Figure 5. A map displaying the major volcanic areas of Nevada. Courtesy of the USGS.
(From http://vulcan.wr.usgs.gov/Volcanoes/Nevada/Maps/map_nevada_volcanics.html)
Volcanoes are an opening or a rupture in the crust of the Earth. These openings are a result of
tectonic forces and are found mostly in convergent and divergent zones of crustal activity.
Volcanoes are classified as being active, dormant, or extinct. An active volcano is one that is
currently erupting or one that is showing signs of erupting. Dormant volcanoes have the potential
to erupt, while extinct volcanoes are unlikely to erupt ever again. Supervolcanoes, like
Yellowstone NP, are the exception of this classification, as they are calderas, which erupt
between long periods of time. The last eruption was approximately 640,000 years ago and
scientist date the caldera at 2 million years old.
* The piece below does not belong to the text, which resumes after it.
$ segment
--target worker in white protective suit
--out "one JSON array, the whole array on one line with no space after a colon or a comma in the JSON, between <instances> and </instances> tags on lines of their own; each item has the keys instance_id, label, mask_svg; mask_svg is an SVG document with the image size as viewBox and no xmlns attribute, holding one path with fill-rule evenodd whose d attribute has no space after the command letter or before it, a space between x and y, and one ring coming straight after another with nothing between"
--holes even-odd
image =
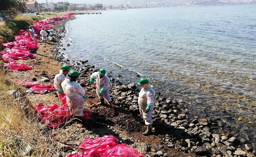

Caldera formation is illustrated in Figure 7,
where a volcano erupts and the overlying pressure, or weight of rock topples into the center of
the volcano leaving a crater like depression in the volcanic area.
Figure 6. A typical volcano diagram showing major components of an active volcano.
(From http://usscouts.org/bbugle/bb0701/bb0701_files/image045.jpg)
Figure 7. Caldera formation illustrating the collapse of overlying rock.
(From http://www.uwgb.edu/DutchS/GRAPHIC0/ROCKMIN/Ig-Rocks/CALDERA.GIF)
View interesting caldera pictures from around the world, and learn more about caldera
formation, by visiting http://vulcan.wr.usgs.gov/Glossary/Caldera/description_caldera.html
Content Benchmark E.8.C.5
Students know how geologic processes account for state and regional topography. E/S
Common misconceptions associated with this benchmark
1. Students may believe that earthquakes cause volcanic eruptions.
A commonly held misconception among students is that earthquakes cause volcanic
eruptions around the world. Although they are often related, as they are both significant
geological events that produce great change, neither event has been directly linked as a cause
or effect of the other. Often, students will look at a map, particularly looking at the Ring of
Fire in the Pacific Ocean and see that earthquake and volcano locations are close in distance.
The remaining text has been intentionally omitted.